O documento, assinado por P O’Neill – um provável pseudônimo -, foi sucedido por outro, apenas um mês mais tarde, em 20 de setembro, que começava assim: ‘Em primeiro lugar, gostaríamos de expressar nossa simpatia com o povo dos EUA, especialmente com as famílias e amigos das vítimas dos deploráveis ataques a Nova York, Washington e Pensilvânia.’ Na sequência, o mesmo P O’Neill dizia que não apenas retomaria os trabalhos para o desarmamento do IRA, como também iria intensificá-los.
Segundo Edmund, o IRA estava no meio de um fogo cruzado, pois precisava ganhar confiança política e só conseguiria isso se desistisse das armas. “Mas muitos apoiadores do grupo eram radicais, por isso os líderes tinham que convencer essas pessoas que, se não conseguissem atingir os objetivos por meios pacíficos, voltariam a usar a violência. Isso fez com que o IRA se dividisse. Só que a pressão dos norte-americanos acabou sendo maior”, explicou o jornalista
“Se os ataques aos EUA não tivessem acontecido, não sei quando e como o processo de desarmamento teria acontecido”, disse Edmund. “O IRA ainda existe e, na minha opinião, mantém armas escondidas para autodefesa. Mas eles não explodem bombas nem realizam tiroteios. No começo deste ano, um policial morreu em um atentado na Irlanda do Norte, mas isso foi obra de grupos dissidentes. Sem o 11 de Setembro, a divisão do IRA seria ainda maior e mais violenta.”
Os diferentes tipos de terrorismo
Apesar da influência dos episódios de setembro de 2001 na história do IRA, a semelhança entre os paramilitares irlandeses e o grupo responsável pelos ataques aos EUA está mais na palavra terrorismo do que nos tipos de ação. “Os atentados da Al Qaeda são projetados para matar o maior número possível de cidadãos, incluindo civis. Os alvos do IRA, por outro lado, são militares ou políticos. Eles mataram muitos inocentes como efeito colateral, é verdade, mas quando isso acontecia, eles eram altamente criticados pelos próprios membros”, afirmou Edmund.

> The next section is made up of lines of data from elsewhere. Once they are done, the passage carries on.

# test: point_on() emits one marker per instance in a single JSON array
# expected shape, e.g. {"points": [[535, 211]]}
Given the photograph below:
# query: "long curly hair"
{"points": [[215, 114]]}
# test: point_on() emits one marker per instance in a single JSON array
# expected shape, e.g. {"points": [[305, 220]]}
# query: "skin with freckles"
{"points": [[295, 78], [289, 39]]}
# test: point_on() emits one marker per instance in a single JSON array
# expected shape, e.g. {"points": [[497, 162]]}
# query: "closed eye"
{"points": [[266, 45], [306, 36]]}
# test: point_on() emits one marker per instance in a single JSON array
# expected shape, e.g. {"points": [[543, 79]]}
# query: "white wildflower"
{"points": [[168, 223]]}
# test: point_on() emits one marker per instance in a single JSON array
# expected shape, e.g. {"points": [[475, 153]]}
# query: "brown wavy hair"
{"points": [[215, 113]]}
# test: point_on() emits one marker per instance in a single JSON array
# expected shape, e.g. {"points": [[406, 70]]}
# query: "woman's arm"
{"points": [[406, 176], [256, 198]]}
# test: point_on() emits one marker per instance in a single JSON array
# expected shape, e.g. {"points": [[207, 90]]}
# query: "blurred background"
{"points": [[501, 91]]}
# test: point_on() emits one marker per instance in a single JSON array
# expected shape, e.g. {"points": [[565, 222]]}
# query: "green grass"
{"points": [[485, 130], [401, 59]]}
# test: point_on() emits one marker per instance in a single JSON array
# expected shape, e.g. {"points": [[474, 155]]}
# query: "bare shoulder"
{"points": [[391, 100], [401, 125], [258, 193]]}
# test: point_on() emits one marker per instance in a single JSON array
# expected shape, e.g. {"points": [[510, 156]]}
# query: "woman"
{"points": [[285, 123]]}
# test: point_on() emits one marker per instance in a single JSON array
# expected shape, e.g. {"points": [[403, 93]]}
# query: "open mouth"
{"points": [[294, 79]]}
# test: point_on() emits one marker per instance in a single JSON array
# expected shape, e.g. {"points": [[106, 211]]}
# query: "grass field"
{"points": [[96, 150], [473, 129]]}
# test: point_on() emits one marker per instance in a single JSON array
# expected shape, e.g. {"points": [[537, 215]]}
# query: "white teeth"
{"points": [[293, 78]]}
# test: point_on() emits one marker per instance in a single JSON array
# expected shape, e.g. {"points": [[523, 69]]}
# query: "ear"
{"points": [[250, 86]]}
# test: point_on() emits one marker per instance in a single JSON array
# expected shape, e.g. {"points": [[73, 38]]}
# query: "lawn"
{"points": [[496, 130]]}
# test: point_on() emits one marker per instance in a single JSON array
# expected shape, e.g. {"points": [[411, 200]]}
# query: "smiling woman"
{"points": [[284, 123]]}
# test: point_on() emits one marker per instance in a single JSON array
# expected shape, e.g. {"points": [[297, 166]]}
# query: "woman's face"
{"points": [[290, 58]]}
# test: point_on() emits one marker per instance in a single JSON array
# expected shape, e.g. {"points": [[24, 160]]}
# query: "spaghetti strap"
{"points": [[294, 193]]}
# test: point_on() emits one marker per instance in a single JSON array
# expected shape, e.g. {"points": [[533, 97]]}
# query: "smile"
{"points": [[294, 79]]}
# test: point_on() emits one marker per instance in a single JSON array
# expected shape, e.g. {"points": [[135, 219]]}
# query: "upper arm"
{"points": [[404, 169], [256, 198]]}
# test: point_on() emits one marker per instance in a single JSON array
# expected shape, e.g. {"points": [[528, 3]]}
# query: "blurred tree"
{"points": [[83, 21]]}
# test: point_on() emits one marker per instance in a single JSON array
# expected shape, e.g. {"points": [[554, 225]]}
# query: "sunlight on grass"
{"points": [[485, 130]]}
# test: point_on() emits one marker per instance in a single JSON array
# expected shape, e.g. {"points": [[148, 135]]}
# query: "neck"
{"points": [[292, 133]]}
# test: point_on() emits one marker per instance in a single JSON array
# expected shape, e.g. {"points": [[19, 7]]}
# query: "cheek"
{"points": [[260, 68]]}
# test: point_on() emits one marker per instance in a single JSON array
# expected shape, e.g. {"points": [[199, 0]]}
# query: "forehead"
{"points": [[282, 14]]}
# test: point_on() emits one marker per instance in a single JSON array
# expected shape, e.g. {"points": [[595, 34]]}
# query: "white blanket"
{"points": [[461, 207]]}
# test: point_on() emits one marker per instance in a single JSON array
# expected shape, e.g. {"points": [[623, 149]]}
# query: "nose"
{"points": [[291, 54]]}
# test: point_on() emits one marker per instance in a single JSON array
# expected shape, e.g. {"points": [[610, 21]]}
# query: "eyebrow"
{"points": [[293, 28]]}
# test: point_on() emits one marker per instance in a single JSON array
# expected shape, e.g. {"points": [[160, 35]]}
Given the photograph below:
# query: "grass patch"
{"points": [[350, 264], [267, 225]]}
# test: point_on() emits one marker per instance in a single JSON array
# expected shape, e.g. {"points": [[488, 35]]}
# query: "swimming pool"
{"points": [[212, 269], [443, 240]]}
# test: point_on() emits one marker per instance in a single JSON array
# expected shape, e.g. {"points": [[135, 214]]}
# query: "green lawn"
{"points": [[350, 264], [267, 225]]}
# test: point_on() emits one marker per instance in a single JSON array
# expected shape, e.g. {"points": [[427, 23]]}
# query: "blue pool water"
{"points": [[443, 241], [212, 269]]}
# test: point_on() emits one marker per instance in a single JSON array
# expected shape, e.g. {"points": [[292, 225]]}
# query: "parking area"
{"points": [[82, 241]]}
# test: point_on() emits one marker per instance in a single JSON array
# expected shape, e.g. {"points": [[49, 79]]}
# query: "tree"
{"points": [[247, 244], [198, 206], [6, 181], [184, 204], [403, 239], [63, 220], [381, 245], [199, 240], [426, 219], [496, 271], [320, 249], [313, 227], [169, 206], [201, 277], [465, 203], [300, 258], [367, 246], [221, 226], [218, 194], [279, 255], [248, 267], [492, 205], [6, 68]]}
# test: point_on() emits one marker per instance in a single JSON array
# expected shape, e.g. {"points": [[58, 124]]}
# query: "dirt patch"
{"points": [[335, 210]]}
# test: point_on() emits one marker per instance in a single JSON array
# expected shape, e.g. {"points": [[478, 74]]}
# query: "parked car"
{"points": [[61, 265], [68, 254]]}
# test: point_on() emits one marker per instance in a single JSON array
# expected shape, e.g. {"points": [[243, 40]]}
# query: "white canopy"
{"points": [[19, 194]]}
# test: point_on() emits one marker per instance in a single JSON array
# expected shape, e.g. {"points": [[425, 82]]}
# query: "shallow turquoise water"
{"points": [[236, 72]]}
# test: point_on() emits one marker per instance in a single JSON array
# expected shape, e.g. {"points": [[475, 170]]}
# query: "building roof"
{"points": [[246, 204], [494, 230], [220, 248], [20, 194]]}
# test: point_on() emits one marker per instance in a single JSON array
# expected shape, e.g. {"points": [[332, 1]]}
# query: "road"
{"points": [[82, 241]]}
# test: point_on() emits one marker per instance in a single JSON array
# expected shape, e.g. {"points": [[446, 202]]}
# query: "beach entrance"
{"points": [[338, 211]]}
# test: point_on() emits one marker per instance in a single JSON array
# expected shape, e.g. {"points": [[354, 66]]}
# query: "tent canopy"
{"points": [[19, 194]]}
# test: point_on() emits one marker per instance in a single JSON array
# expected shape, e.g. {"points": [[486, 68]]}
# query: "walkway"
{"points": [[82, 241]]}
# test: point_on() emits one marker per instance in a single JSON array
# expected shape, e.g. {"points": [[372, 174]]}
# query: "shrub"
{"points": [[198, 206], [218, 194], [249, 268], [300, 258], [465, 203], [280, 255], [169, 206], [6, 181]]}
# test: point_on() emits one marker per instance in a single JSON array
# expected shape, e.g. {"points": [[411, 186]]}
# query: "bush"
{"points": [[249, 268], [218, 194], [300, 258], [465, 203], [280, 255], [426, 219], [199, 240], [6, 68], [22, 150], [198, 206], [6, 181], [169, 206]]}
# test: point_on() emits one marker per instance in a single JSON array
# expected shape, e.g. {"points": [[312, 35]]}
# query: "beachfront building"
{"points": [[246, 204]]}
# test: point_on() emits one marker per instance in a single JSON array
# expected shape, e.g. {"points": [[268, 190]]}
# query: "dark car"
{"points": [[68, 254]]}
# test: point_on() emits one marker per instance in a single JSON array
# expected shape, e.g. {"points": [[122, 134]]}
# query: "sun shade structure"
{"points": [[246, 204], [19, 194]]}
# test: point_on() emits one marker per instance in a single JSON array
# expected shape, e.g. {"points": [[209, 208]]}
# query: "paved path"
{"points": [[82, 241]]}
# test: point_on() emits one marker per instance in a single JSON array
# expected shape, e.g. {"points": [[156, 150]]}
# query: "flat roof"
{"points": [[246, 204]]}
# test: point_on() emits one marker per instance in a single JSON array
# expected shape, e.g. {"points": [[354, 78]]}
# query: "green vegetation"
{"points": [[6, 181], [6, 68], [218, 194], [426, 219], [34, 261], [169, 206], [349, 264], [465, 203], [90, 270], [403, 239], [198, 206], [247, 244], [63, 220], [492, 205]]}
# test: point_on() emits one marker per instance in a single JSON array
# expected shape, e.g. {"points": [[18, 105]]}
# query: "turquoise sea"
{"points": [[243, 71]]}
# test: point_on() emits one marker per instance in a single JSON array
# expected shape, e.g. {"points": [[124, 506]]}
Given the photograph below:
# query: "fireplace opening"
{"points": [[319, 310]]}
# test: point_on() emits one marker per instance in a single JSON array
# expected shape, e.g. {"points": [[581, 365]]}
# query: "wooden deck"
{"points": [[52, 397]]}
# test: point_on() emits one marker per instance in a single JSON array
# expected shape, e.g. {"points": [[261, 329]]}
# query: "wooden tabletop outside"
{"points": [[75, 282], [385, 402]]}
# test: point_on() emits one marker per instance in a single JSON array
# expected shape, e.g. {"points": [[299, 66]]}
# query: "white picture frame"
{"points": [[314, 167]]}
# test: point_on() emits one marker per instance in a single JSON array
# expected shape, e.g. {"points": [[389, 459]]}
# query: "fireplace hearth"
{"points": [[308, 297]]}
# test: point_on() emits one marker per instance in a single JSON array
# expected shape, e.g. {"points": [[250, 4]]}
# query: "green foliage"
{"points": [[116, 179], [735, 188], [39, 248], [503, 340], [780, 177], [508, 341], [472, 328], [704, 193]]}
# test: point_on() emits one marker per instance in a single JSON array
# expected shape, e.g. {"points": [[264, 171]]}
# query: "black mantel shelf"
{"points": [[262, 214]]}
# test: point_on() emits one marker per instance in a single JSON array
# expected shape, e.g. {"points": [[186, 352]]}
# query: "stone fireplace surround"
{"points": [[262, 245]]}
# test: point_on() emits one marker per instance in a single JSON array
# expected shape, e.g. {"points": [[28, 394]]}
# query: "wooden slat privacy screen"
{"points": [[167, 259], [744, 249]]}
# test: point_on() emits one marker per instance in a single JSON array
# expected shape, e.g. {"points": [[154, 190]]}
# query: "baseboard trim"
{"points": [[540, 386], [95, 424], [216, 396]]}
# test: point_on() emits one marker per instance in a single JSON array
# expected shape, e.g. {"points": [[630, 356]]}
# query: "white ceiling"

Independentemente das causas, a batalha armada do IRA acabou e deu lugar a outra que tanto pode ser considerada menos quanto mais perigosa, dependendo do ponto de vista. É o que afirma Edmund, que resume em duas frases a situação atual do ex-grupo terrorista: “O IRA abandonou as armas. A luta deles agora é para ganhar eleições.”